[This event has been cancelled.]
Sustainability represents a contested concept that is open to different and partly exclusive interpretations. It consists of a norm cluster that includes environmental, social and economic norms. The 17 Sustainable Development Goals (SDGs) of the 2030 Agenda are determined by conflicting environmental, social and economic norms. Do policies of international organizations (IOs) for the implementation of the SDGs prefer specific components of (environmental, social and economic) sustainability? How far can IOs reach common understandings about conflicting goals that are included in single SDGs? These questions become especially relevant in the issue area of global food governance where contributions by different IOs are necessary to achieve SDG 2 that calls for the ending of hunger, to achieve food security, and to promote sustainable agriculture.
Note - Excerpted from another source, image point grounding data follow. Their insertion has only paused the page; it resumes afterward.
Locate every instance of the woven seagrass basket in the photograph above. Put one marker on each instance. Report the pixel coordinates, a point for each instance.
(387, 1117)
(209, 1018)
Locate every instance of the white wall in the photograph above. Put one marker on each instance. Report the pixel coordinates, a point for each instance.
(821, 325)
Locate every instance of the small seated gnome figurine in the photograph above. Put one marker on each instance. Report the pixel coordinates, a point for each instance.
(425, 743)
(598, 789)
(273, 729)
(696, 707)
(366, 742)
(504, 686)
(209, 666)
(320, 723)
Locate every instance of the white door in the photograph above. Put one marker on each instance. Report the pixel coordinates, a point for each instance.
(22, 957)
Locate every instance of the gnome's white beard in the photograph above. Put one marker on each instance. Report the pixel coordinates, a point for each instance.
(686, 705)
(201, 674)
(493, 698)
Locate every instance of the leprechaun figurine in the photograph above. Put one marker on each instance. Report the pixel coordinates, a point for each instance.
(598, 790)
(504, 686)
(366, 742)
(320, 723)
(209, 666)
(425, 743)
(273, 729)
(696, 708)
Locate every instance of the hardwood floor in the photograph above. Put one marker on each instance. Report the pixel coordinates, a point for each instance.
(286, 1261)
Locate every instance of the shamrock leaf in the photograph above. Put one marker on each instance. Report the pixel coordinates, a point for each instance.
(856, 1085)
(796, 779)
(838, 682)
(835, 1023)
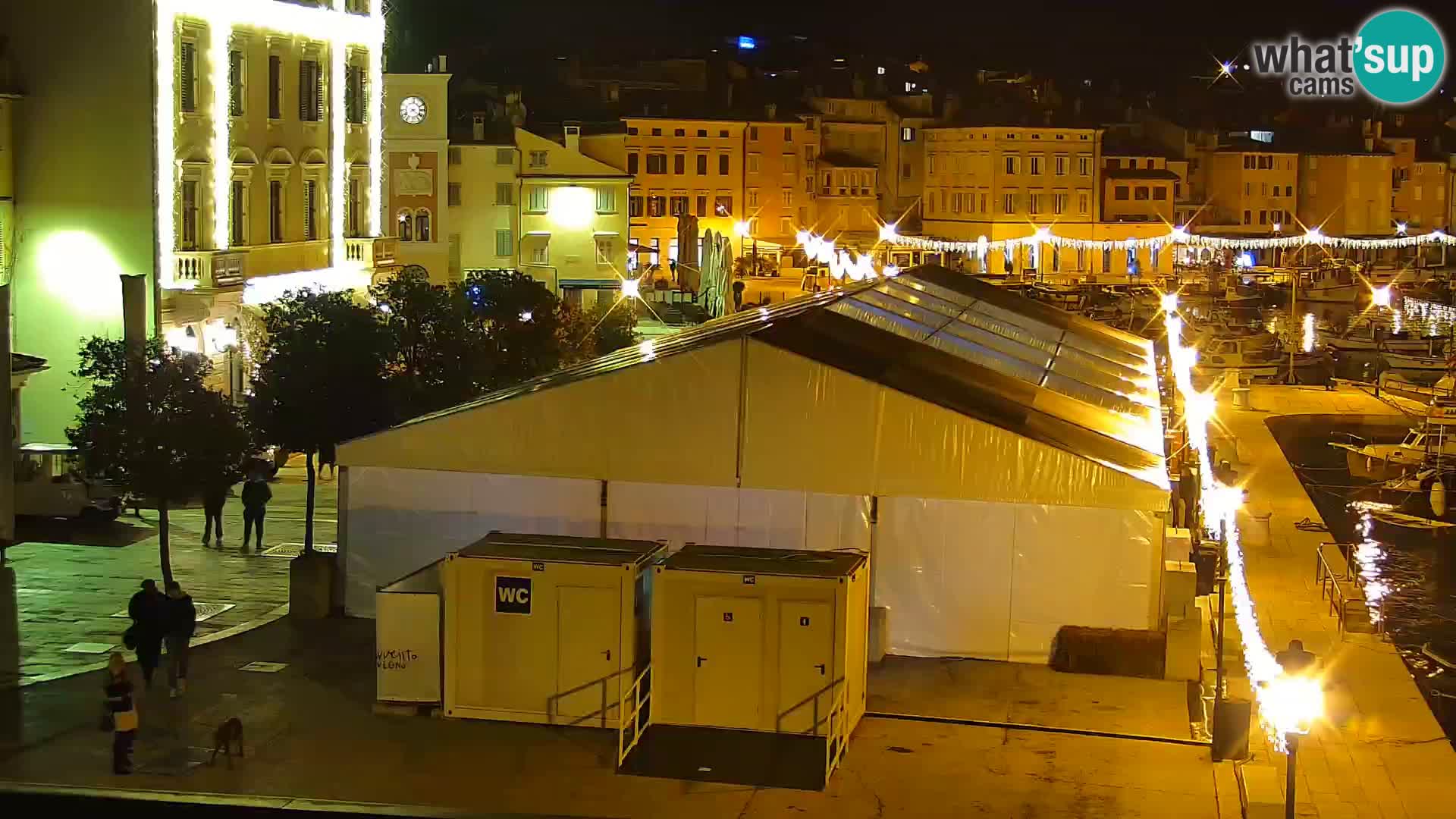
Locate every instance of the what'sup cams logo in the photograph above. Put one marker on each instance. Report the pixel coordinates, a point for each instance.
(1398, 57)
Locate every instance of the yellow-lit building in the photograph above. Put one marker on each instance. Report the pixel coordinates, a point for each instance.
(248, 164)
(1251, 190)
(419, 183)
(677, 167)
(1347, 191)
(1419, 184)
(484, 200)
(573, 219)
(1138, 183)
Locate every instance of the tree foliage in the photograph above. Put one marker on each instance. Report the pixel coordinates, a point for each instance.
(321, 376)
(158, 430)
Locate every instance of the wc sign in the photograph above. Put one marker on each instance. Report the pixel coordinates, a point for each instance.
(513, 595)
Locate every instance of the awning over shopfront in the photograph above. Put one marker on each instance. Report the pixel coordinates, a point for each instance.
(929, 385)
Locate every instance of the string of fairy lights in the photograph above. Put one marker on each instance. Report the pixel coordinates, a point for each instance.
(1288, 704)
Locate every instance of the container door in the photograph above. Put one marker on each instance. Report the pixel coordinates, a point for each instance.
(805, 667)
(587, 653)
(728, 673)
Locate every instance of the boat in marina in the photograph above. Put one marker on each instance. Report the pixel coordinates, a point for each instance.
(1404, 362)
(1372, 337)
(1331, 283)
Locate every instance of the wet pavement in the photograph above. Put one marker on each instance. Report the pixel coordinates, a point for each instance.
(72, 579)
(310, 733)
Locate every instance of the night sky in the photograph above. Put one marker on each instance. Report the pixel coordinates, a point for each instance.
(1130, 41)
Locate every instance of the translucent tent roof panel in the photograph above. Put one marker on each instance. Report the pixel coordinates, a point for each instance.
(956, 341)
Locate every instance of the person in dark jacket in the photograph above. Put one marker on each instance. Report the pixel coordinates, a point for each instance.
(215, 496)
(147, 627)
(328, 460)
(123, 711)
(255, 503)
(181, 618)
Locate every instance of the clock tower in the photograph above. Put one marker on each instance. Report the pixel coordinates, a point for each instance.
(417, 168)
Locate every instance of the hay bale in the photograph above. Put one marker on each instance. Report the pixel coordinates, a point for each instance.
(1122, 651)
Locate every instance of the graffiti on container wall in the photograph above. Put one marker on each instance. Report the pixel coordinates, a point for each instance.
(395, 659)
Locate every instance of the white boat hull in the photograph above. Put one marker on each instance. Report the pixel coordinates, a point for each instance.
(1400, 362)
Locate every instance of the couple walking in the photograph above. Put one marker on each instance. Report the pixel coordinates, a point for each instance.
(156, 620)
(255, 504)
(162, 620)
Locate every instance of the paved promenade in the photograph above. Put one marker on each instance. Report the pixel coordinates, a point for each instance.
(1381, 754)
(71, 579)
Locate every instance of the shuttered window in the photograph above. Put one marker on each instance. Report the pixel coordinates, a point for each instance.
(310, 224)
(274, 86)
(310, 91)
(187, 76)
(235, 83)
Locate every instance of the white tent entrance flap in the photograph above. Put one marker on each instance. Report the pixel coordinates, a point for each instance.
(996, 580)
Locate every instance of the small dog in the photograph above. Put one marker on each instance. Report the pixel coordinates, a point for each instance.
(224, 736)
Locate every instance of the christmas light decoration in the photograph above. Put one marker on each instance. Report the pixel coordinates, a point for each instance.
(1175, 237)
(1288, 704)
(338, 30)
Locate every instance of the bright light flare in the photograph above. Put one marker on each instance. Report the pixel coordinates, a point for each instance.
(1291, 704)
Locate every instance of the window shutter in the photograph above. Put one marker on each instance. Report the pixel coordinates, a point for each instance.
(235, 83)
(187, 71)
(305, 83)
(274, 86)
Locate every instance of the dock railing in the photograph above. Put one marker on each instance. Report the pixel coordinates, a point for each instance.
(1338, 580)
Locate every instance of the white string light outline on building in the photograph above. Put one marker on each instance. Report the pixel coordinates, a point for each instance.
(1288, 704)
(335, 27)
(1175, 237)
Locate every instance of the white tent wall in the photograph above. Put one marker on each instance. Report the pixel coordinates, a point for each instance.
(996, 580)
(398, 521)
(737, 518)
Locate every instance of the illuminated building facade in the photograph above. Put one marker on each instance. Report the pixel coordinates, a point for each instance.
(573, 219)
(248, 165)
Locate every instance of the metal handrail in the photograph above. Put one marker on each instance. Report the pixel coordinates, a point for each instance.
(1335, 588)
(639, 695)
(836, 736)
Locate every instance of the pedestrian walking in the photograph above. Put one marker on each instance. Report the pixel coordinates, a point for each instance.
(120, 714)
(215, 496)
(181, 617)
(147, 627)
(328, 458)
(255, 504)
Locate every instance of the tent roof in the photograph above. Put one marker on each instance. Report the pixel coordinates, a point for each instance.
(954, 341)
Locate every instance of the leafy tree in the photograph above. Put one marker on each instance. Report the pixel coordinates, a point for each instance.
(156, 430)
(522, 322)
(321, 376)
(443, 352)
(587, 334)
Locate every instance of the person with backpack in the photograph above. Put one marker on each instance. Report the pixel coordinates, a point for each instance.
(147, 627)
(255, 504)
(181, 620)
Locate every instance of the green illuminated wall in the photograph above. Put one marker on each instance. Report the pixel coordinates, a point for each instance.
(85, 177)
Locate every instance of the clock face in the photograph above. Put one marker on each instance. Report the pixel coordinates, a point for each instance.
(413, 110)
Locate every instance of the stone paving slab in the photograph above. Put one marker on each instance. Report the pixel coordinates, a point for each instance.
(1025, 694)
(67, 592)
(1383, 751)
(310, 733)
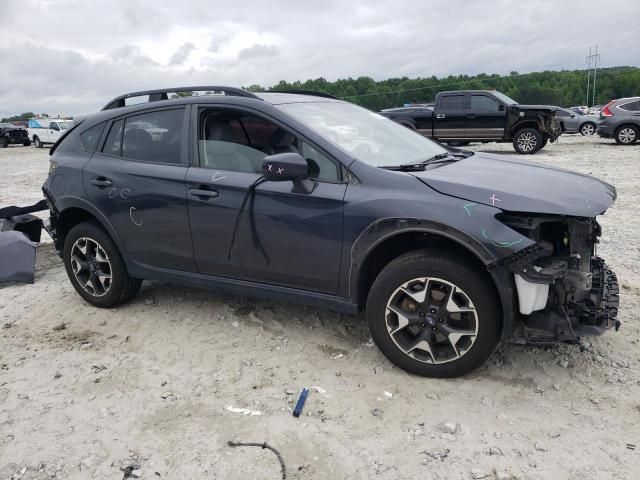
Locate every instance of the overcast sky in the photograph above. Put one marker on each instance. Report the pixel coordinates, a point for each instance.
(71, 56)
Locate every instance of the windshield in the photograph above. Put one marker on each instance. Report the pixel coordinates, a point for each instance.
(503, 98)
(367, 136)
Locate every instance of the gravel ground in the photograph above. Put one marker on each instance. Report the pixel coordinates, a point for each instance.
(144, 390)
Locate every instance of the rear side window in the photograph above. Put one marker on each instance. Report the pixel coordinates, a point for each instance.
(452, 102)
(631, 107)
(483, 103)
(114, 139)
(154, 136)
(89, 138)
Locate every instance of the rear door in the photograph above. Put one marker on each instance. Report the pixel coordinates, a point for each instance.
(450, 117)
(486, 118)
(282, 237)
(53, 132)
(137, 178)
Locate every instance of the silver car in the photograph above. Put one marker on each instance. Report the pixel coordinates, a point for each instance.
(574, 122)
(620, 120)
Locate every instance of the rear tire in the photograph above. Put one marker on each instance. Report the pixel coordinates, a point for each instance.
(470, 335)
(627, 135)
(587, 129)
(527, 141)
(95, 267)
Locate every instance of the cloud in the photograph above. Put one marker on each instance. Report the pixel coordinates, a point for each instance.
(257, 50)
(80, 65)
(182, 54)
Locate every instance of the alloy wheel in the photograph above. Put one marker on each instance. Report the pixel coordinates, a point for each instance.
(627, 135)
(91, 266)
(431, 320)
(588, 129)
(527, 142)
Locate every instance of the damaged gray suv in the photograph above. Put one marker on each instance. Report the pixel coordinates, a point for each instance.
(302, 197)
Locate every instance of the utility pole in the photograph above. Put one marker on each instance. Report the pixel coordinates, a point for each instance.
(588, 75)
(595, 73)
(593, 57)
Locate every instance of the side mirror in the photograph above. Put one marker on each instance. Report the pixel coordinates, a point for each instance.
(284, 167)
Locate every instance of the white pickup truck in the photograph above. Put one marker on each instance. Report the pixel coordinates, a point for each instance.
(47, 130)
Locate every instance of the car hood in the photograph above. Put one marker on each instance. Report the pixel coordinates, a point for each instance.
(517, 185)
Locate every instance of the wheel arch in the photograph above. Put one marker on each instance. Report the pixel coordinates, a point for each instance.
(389, 247)
(529, 123)
(370, 255)
(626, 124)
(72, 211)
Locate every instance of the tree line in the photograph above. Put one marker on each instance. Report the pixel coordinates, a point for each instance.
(564, 88)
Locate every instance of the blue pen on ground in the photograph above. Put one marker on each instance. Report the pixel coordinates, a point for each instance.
(303, 397)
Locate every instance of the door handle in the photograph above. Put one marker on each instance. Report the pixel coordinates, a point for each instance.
(203, 193)
(101, 182)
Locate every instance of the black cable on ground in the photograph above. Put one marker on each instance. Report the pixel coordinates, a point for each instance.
(262, 445)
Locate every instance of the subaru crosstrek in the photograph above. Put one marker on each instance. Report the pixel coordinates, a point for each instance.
(303, 197)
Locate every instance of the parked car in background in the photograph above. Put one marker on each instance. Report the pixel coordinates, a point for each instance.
(573, 122)
(447, 251)
(12, 135)
(464, 116)
(47, 130)
(620, 120)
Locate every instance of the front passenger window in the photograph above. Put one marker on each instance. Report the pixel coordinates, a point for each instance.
(320, 167)
(235, 142)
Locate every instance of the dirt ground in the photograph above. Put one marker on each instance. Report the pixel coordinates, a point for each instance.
(87, 393)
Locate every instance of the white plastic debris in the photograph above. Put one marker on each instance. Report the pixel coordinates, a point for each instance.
(320, 390)
(244, 411)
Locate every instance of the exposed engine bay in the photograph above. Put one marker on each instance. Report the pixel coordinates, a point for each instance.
(565, 291)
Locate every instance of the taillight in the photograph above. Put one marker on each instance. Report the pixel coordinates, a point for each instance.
(606, 112)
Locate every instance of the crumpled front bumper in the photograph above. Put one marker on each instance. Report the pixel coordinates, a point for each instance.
(599, 311)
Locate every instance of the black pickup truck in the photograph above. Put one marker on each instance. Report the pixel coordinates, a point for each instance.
(464, 116)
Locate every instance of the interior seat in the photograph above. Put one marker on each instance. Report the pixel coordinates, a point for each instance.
(222, 150)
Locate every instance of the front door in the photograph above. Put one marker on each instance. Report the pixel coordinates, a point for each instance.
(280, 237)
(486, 118)
(137, 180)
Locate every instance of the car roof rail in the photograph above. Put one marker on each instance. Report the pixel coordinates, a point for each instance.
(305, 92)
(161, 94)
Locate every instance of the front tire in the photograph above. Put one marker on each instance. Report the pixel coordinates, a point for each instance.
(95, 267)
(527, 141)
(627, 135)
(433, 315)
(587, 129)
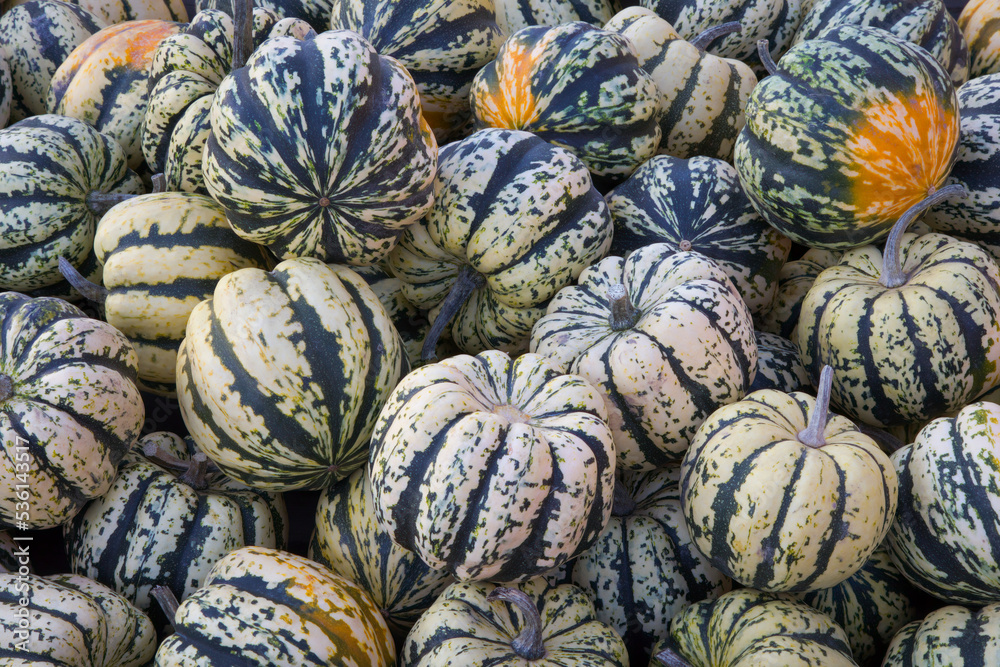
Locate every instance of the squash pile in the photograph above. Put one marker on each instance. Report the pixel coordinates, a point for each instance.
(587, 332)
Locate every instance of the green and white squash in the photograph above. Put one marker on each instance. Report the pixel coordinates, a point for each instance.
(664, 336)
(69, 409)
(318, 149)
(698, 205)
(493, 469)
(167, 519)
(282, 374)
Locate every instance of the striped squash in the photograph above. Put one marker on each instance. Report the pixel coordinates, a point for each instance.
(261, 606)
(667, 350)
(514, 220)
(855, 127)
(748, 627)
(532, 623)
(71, 620)
(36, 38)
(946, 537)
(105, 81)
(782, 496)
(442, 44)
(167, 519)
(69, 408)
(349, 540)
(704, 97)
(318, 149)
(162, 254)
(281, 374)
(578, 87)
(926, 23)
(698, 205)
(493, 469)
(951, 636)
(46, 207)
(645, 568)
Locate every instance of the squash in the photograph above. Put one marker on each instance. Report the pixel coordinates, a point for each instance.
(105, 81)
(851, 130)
(167, 519)
(944, 539)
(442, 44)
(69, 409)
(309, 168)
(282, 374)
(66, 619)
(703, 96)
(36, 38)
(782, 496)
(484, 624)
(666, 339)
(264, 606)
(912, 333)
(698, 205)
(491, 468)
(514, 220)
(349, 540)
(578, 87)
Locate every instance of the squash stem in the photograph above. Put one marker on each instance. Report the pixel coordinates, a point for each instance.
(892, 272)
(90, 291)
(528, 644)
(812, 434)
(469, 280)
(765, 56)
(623, 314)
(708, 36)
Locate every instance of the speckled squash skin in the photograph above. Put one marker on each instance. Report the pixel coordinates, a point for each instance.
(281, 374)
(268, 607)
(854, 128)
(153, 528)
(36, 37)
(350, 541)
(464, 628)
(74, 620)
(690, 349)
(524, 452)
(70, 408)
(779, 515)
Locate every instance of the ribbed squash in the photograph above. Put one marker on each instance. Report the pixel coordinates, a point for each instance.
(281, 374)
(71, 620)
(951, 636)
(926, 23)
(36, 38)
(493, 469)
(442, 44)
(349, 540)
(514, 220)
(167, 519)
(674, 343)
(55, 167)
(852, 129)
(105, 81)
(782, 496)
(533, 623)
(69, 409)
(263, 606)
(946, 537)
(575, 86)
(318, 149)
(698, 205)
(703, 96)
(645, 568)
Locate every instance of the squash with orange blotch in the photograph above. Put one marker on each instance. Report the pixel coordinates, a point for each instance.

Building on findings from the research project TANNRE, funded by the German Federal Ministry of Education and Research (2017-2020), the talk explores how four key IOs of the global regime complex for food – FAO, UNEP, WHO and WTO – incorporate the different dimensions of sustainability and consider the different goals of SDG 2. It highlights IOs’ diverging and partly conflicting understandings of the sustainability norm cluster and discusses how these IOs can manage conflicting norm understandings.
Sandra Schwindenhammer is Assistant Professor at University of Giessen, Germany. In her research she focusses on global food- and sustainability issues, food and agricultural governance through standards, global norm contestation and the legitimacy and effectiveness of public and private organizations.